AUFKLÄRUNG Die schreckliche Vergangenheit des Olympia-Attentats wirft auch heute noch einen langen Schatten, aus dem die deutsche Regierung offensichtlich nicht willens ist herauszutreten. Stattdessen hüllt sie sich weiter eisig in Schweigen, wenn es etwa um die lückenlose Aufdeckung der unsäglichen Kooperation zwischen der nachgiebigen, erpressbaren Bundesregierung unter Willy Brandt und der terroristischen »Palästinensischen Befreiungsorganisation« PLO geht.

Ebenso ungeklärt bleibt, warum Mohammed al-Safadi und Jamal al-Gashey, zwei der drei überlebenden Attentäter, bis zum heutigen Tag nicht vor einem deutschen Gericht zur Verantwortung gezogen wurden. Ihr Aufenthaltsort ist den deutschen Behörden seit langem bekannt.

Auch die Rolle des damaligen Schatzmeisters der PLO, in dessen Verantwortung es lag, die Terroraktionen zu finanzieren, ist bekannt. Es handelt sich um den amtierenden Präsidenten der palästinensischen Autonomiebehörde, Mahmud Abbas. Der wurde jüngst mit allen Ehren im Kanzleramt in Berlin empfangen.

EINIGUNG Der gegenwärtigen Bundesregierung, wie auch der vergangenen ist die kaltherzige Haltung gegenüber den Angehörigen der ermordeten Sportler anzulasten. Ihr Ansatz wirkt bürokratisch, ihr Vorgehen kleinteilig, ihre Angebote unwürdig. Es heißt, die Bundesregierung sei um eine Lösung bemüht.

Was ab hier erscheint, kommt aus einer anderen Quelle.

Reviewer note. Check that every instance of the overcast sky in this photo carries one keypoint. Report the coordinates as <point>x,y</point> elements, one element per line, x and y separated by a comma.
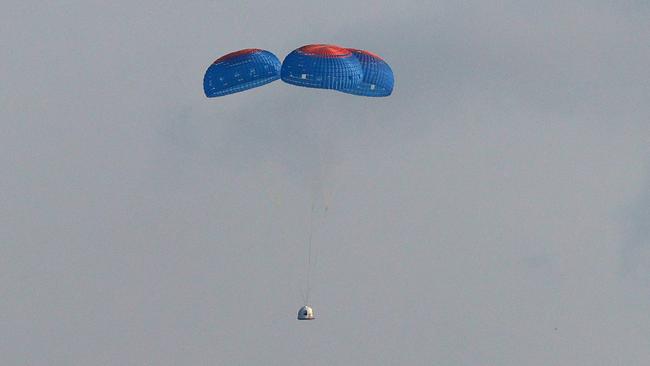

Tatsache bleibt, die »vertrauensvollen Gespräche« zwischen den
Angehörigen der Ermordeten und der Bundesregierung brachten monatelang keine Einigung.

Dass die Verhandlungen derart in die Länge gezogen wurden, ist beschämend und schadet dem Ansehen Deutschlands. Die Opfer-Angehörigen haben solch ein unwürdiges Ringen um eine sogenannte finanzielle Entschädigung oder »Wiedergutmachung« nicht verdient. Ludwig Spaenle, der unermüdliche und unerschrockene Antisemitismusbeauftragte der bayerischen Staatsregierung, traf den Nerv der Angehörigen, als er von einem »Staatsversagen erster Ordnung« sprach. Was für ein unwürdiges Trauerspiel.

Der Autor ist Psychologe, Publizist und Coach. Er berät Persönlichkeiten aus Wirtschaft und Politik.